² Laboratory of Cancer Cell Biology, Tianjin Medical University Cancer Institute & Hospital, National Clinical Research Center for Cancer, Tianjin 300060, China.

PMID: 38685772
DOI: 10.2174/0109298673313281240425050032

Abstract

Background: Recent studies have unveiled disulfidptosis as a phenomenon intimately associated with cellular damage, heralding new avenues for exploring tumor cell dynamics. We aimed to explore the impact of disulfide cell death on the tumor immune microenvironment and immunotherapy in lung adenocarcinoma (LUAD).

Methods: We initially utilized pan-cancer transcriptomics to explore the expression, prognosis, and mutation status of genes related to disulfidptosis. Using the LUAD multi- -omics cohorts in the TCGA database, we explore the molecular characteristics of subtypes related to disulfidptosis. Employing various machine learning algorithms, we construct a robust prognostic model to predict immune therapy responses and explore the model's impact on the tumor microenvironment through single-cell transcriptome data. Finally, the biological functions of genes related to the prognostic model are verified through laboratory experiments.

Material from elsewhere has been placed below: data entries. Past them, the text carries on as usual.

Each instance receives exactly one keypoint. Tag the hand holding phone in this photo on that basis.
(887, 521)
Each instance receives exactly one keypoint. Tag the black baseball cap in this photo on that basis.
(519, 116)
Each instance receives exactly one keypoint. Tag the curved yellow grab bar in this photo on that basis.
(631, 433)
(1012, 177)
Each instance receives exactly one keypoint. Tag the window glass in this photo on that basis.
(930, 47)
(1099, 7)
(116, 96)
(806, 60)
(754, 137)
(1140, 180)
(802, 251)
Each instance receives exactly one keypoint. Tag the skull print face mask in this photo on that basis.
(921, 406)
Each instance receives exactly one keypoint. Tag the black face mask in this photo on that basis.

Results: Genes related to disulfidptosis exhibit high expression and significant prognostic value in various cancers, including LUAD. Two disulfidptosis subtypes with distinct prognoses and molecular characteristics have been identified, leading to the development of a robust DSRS prognostic model, where a lower risk score correlates with a higher response rate to immunotherapy and a better patient prognosis. NAPSA, a critical gene in the risk model, was found to inhibit the proliferation and migration of LUAD cells.

Conclusion: Our research introduces an innovative prognostic risk model predicated upon disulfidptosis genes for patients afflicted with Lung Adenocarcinoma (LUAD). This model proficiently forecasts the survival rates and therapeutic outcomes for LUAD patients, thereby delineating the high-risk population with distinctive immune cell infiltration and a state of immunosuppression. Furthermore, NAPSA can inhibit the proliferation and invasion capabilities of LUAD cells, thereby identifying new molecules for clinical targeted therapy.

Keywords: Disulfidptosis; Drug response; Immune microenvironment; Machine Learning; Single cell.